Given the benefits the Bill will bring for workers over the long term, we oppose the noble Lord’s amendment and will continue to promote growth for businesses and the level playing field for good employers. With this in mind, I ask the noble Lord, Lord Norton, to withdraw Amendment 323C.
The other issue is that these drivers riding the bicycles seem to be very adept at getting their friends to substitute for them. The friends may have no qualifications, driving licence, residence or anything else, and are probably not recognised, so they carry on driving these things, frankly, illegally. That is before we get to the questions of why there is no enforcement in relation to these people’s driving ability or whether they should be here at all.

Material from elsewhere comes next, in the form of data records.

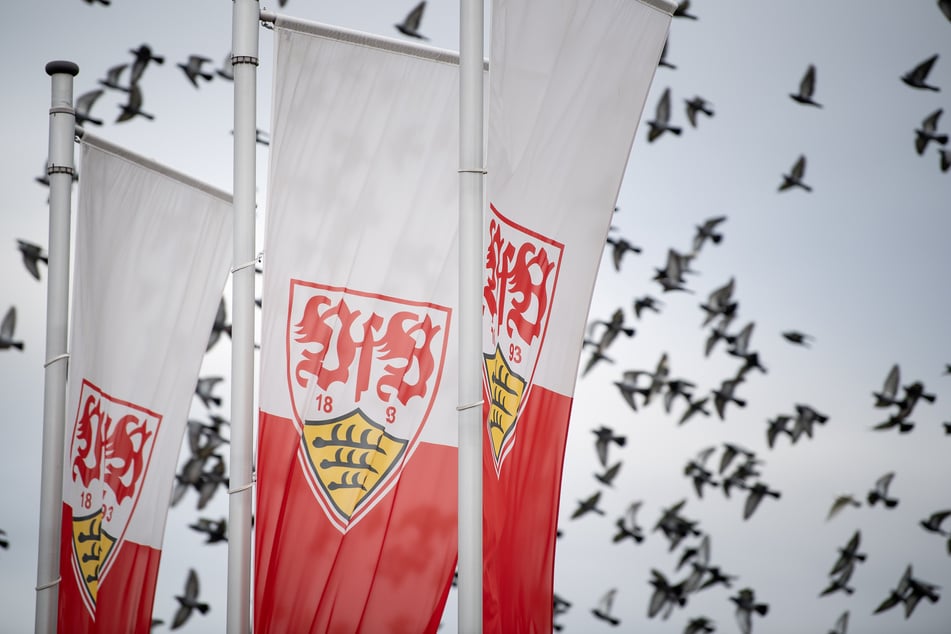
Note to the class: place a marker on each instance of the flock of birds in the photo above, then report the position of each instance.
(733, 469)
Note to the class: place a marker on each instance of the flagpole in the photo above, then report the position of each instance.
(244, 57)
(59, 169)
(471, 188)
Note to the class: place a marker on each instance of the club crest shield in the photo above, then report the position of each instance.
(521, 273)
(363, 370)
(109, 455)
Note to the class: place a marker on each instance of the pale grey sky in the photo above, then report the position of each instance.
(860, 263)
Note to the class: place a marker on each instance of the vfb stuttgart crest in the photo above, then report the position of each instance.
(363, 371)
(109, 456)
(521, 271)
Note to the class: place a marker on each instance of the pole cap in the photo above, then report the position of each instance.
(56, 67)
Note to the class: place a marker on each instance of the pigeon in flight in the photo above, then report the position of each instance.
(188, 601)
(134, 106)
(746, 606)
(587, 505)
(603, 610)
(695, 105)
(661, 122)
(410, 25)
(917, 76)
(33, 254)
(192, 69)
(794, 178)
(84, 103)
(928, 132)
(143, 57)
(807, 87)
(7, 327)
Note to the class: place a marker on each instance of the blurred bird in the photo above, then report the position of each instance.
(707, 231)
(588, 505)
(609, 474)
(410, 25)
(794, 178)
(646, 303)
(880, 492)
(7, 326)
(695, 105)
(133, 107)
(889, 391)
(605, 435)
(621, 246)
(603, 610)
(32, 254)
(840, 503)
(683, 10)
(661, 122)
(807, 86)
(627, 525)
(143, 57)
(84, 104)
(188, 601)
(192, 69)
(112, 78)
(755, 495)
(798, 338)
(917, 76)
(204, 388)
(746, 606)
(929, 132)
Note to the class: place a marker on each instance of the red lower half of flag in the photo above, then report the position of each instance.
(520, 518)
(390, 572)
(121, 599)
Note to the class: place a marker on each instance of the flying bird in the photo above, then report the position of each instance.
(695, 105)
(807, 86)
(661, 122)
(143, 57)
(32, 254)
(410, 24)
(7, 326)
(83, 105)
(917, 77)
(603, 609)
(188, 601)
(192, 69)
(133, 107)
(794, 178)
(928, 132)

I am not going to go into any greater depth on what is wrong. As we all know, this is a serious problem in London, but it is also a problem elsewhere.
The amendment is quite complicated, but then employment law is complicated. My friends in the cycling and walking community, who are really fed up with this, look upon this amendment as a matter of safety, but they also are asking, “Why should people get away with doing this when they probably are not paying tax or anything else?”
The wording of the amendment is designed to cover the most popular parts of the industry, such as food and beverage delivery, postal and courier delivery, and taxi and private hire operations, as well as probably many others. It is to make sure that, if people are hired by one of these companies to drive these vehicles and go on particular routes, they actually do it rather than subcontract the work to somebody else who has no qualifications at all. I have not yet seen any convictions for people found guilty of what you might call substitution, but I expect it will happen soon.